Let’s assume you have a 30-year-loan at the average loan amount of $292,000, a 4.5% interest rate, and you’re getting that average refund of about $3,000. If you apply that “found” money to your principal each year, CPA Micah Fraim of Roanoke, Va., says you can shave years off your mortgage — in this case, nearly four. That’s about 95 mortgage payments you won’t need to make! Even better is the more than $70,000 that you’ll save in interest payments over the life of the loan.
If you don’t want to make an annual commitment, think about this: Make that payment just once and you’ll cut seven months off your payments and save more than $8,000 in interest. And when you decide to sell, you’ll have more equity.

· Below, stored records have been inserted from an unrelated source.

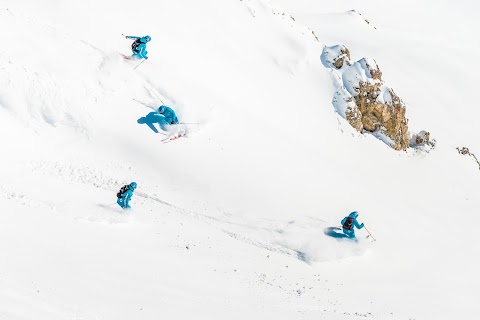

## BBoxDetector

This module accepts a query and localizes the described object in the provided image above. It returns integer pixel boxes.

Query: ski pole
[363,226,377,241]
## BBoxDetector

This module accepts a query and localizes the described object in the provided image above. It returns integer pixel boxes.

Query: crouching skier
[125,36,152,59]
[158,106,178,124]
[342,211,363,240]
[117,182,137,209]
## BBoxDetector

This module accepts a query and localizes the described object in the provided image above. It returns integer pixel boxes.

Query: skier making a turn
[158,106,178,124]
[117,182,137,209]
[342,211,363,239]
[125,36,152,59]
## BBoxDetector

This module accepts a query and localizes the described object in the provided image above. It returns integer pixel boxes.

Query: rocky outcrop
[322,45,410,150]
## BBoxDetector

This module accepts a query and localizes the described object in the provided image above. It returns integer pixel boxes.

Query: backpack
[132,39,142,53]
[343,217,353,230]
[117,184,129,198]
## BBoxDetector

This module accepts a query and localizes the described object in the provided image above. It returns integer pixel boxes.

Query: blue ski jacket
[158,106,178,124]
[125,36,152,59]
[117,182,137,209]
[341,211,363,238]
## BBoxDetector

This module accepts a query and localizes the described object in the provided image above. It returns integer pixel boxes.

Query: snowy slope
[0,0,480,319]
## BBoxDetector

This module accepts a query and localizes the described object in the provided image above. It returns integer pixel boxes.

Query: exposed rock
[323,45,351,69]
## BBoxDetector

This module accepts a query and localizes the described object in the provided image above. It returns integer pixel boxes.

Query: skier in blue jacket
[125,36,152,59]
[117,182,137,209]
[158,106,178,124]
[342,211,363,239]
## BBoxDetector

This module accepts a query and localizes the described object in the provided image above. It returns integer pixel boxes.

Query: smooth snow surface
[0,0,480,320]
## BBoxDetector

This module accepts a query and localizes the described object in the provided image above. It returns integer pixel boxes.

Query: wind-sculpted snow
[0,0,480,320]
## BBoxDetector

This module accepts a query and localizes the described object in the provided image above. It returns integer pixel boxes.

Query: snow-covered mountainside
[0,0,480,320]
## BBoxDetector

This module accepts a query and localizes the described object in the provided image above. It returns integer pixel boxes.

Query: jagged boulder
[322,45,410,150]
[323,45,351,69]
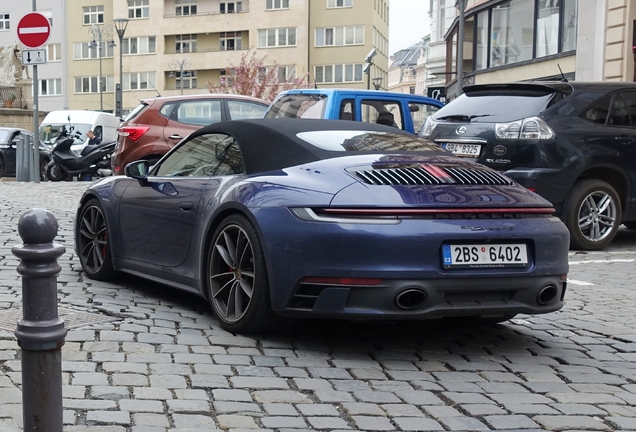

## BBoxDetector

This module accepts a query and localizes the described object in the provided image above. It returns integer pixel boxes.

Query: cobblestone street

2. If You’re Planning to Sell
Invest it in staging, and you may be surprised by how quickly your home gets plucked from the market.
“Staging lets prospective buyers see the space as their own, instead of as belonging to the people who currently live there,” said Ashley Lewkowicz, owner of Ashley Kay Design in Bucks County, Pa.
“A home that’s not staged can sit on the market for six months or more,” she added. “A home I recently staged sold in less than two.”
Not only is a faster sale better for your bank account in terms of saved mortgage payments and utility bills, but a drawn-out listing can cause a home’s price to wilt. That makes those throw pillows, decorative bath salts, and rented furniture way worth the investment.
For a large, suburban home in a major metro area, staging can cost about $2,000 upfront, and then about $500 per month for furniture and accessory rentals, according to Lewkowicz. But a faster sale at a higher price can definitely more than double your money over the course of the sales process.
And most staging can be accomplished with simple little touches.
Who knew your home could be your own personal ATM? For many DIYers, putting that $3,000 tax return into small home improvements can result in getting far more than their investment out of the house later.
A new steel front door costs about $250, but can add about $1,500 when you sell.
New wood flooring costs about $1,770, but is worth $5,000 when you sell.
Even new insulation, which costs about $700, can recoup about $2,000 at sale.
If you’re willing to scope materials yourself and put in a little elbow grease, your tax return can fund a renovation for you to enjoy now and reap the financial benefits later.